Are there sex differences in the influence of insomnia symptoms and sleep duration on the trajectory of neuromuscular strength decline?

Are there sex differences in the influence of insomnia symptoms and sleep duration on the trajectory of neuromuscular strength decline?

A new longitudinal analysis of more than 6,400 older adults reveals that poor sleep does not weaken muscles equally in men and women, insomnia accelerates strength loss in men, while sleeping too long does the same in women.

Lead

Sleep problems are known to harm physical function in aging, but whether those harms affect men and women differently has been unclear. A study published July 2 in Age and Ageing now provides some of the clearest evidence yet that the relationship between sleep and muscle strength is sex-specific.

Researchers analyzed 8 years of data from the English Longitudinal Study of Ageing (ELSA), tracking grip strength, a standard measure of neuromuscular strength (NMS), in 6,429 adults aged 50 and older. They found that men who reported more insomnia symptoms lost grip strength significantly faster than those who slept well, while women who slept 9 hours or more per night experienced accelerated decline. The patterns did not cross over: insomnia did not significantly affect women’s strength trajectories, and long sleep did not significantly affect men’s.

What they found

The study, led by Leticia Coelho Silveira of the Federal University of São Carlos in Brazil, stratified all analyses by sex and adjusted for a broad set of sociodemographic, behavioral, clinical, and anthropometric confounders.

Men: insomnia drives faster decline

Among men, each additional reported insomnia symptom was associated with an extra 0.02 kg per year in grip strength loss (95% CI: -0.04 to -0.01). While that figure may appear modest in isolation, it represents a meaningful acceleration when projected over a decade or more of aging. The effect was independent of sleep duration, body composition, chronic conditions, and lifestyle factors such as physical activity and smoking.

Women: long sleep, not insomnia, is the risk factor

In women, the picture was different. Insomnia symptoms showed no statistically significant association with strength decline. Instead, women who reported sleeping 9 hours or more per night lost grip strength at a rate 0.14 kg per year faster than women who slept between 6 and 9 hours (95% CI: -0.26 to -0.03). Short sleep (6 hours or fewer) did not show a significant effect in either sex.

The researchers assessed insomnia using an adapted version of the Jenkins Sleep Problems Questionnaire and categorized sleep duration into three groups: short (6 hours or fewer), ideal (more than 6 to fewer than 9), and long (9 hours or more). Grip strength was measured with a hand dynamometer at multiple waves over the 8-year follow-up, with participants required to have a baseline strength of at least 27 kg (men) or 16 kg (women) to ensure a floor effect did not drive the results.

Why it matters

Age-related loss of muscle strength is a major contributor to frailty, falls, loss of independence, and mortality in older adults. Identifying modifiable risk factors that can be targeted differently by sex could lead to more personalized prevention strategies.

The findings suggest that screening and intervention guidelines for sleep-related physical decline may need to be sex-aware. In clinical practice, a man reporting worsening insomnia may warrant closer monitoring of physical function, while a woman who habitually sleeps 9 hours or more, particularly if that represents a change from her usual pattern, may be at elevated risk for accelerated strength loss, even if she does not report insomnia symptoms.

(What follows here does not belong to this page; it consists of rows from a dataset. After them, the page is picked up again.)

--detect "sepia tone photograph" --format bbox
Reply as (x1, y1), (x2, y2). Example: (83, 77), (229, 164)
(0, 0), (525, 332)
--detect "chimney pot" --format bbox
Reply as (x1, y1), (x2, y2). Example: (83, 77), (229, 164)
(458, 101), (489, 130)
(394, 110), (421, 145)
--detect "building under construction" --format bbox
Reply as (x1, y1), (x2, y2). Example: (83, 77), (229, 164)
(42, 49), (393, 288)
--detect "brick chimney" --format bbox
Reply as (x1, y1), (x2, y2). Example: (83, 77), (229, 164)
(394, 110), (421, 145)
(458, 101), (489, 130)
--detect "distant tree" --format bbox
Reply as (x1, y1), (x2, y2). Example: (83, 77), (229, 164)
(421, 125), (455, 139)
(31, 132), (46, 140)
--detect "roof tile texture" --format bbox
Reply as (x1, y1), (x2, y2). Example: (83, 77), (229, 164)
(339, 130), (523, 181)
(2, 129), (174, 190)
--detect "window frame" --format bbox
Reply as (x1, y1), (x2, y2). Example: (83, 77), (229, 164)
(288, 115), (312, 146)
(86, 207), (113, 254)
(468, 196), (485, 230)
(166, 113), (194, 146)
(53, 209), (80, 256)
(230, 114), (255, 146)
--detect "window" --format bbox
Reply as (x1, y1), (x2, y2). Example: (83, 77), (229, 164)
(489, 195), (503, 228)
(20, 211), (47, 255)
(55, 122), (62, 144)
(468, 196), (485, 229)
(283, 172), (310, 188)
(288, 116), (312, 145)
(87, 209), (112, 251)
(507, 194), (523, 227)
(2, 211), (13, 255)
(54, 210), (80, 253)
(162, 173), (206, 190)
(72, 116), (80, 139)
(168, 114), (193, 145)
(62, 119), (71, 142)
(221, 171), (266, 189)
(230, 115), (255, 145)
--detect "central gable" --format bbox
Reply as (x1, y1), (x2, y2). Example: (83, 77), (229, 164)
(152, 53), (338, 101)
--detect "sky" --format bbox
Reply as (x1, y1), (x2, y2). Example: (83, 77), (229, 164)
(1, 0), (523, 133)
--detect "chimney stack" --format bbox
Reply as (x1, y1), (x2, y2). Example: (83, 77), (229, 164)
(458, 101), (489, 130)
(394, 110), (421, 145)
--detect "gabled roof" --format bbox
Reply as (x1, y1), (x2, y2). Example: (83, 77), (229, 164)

The study also adds to a growing body of evidence that sleep health is not a one-size-fits-all construct. Duration, quality, and sex all interact in ways that simple guidelines about “getting 8 hours” do not capture.

Limits

The observational design means causality cannot be firmly established. Residual confounding is possible despite extensive adjustment. Sleep duration was self-reported rather than measured objectively with actigraphy or polysomnography, which may introduce misclassification, particularly at the extremes. The ELSA cohort is predominantly white and British, so generalizability to other populations is uncertain. Grip strength, while a validated proxy for overall neuromuscular strength, does not capture lower-body function, which is also critical for mobility and fall risk.

Bottom line

Sleep problems affect neuromuscular aging differently in men and women. In men, the key driver is insomnia symptoms; in women, it is long sleep duration. Clinicians and researchers should consider sex when evaluating sleep as a risk factor for strength decline in older adults.

Source

Silveira LC, de Maio Nascimento M, de Campos Fonseca Goncalves CG, et al. Are there sex differences in the influence of insomnia symptoms and sleep duration on the trajectory of neuromuscular strength decline? Age and Ageing. 2026;55(7):afag201. doi:10.1093/ageing/afag201. PMID: 42407094.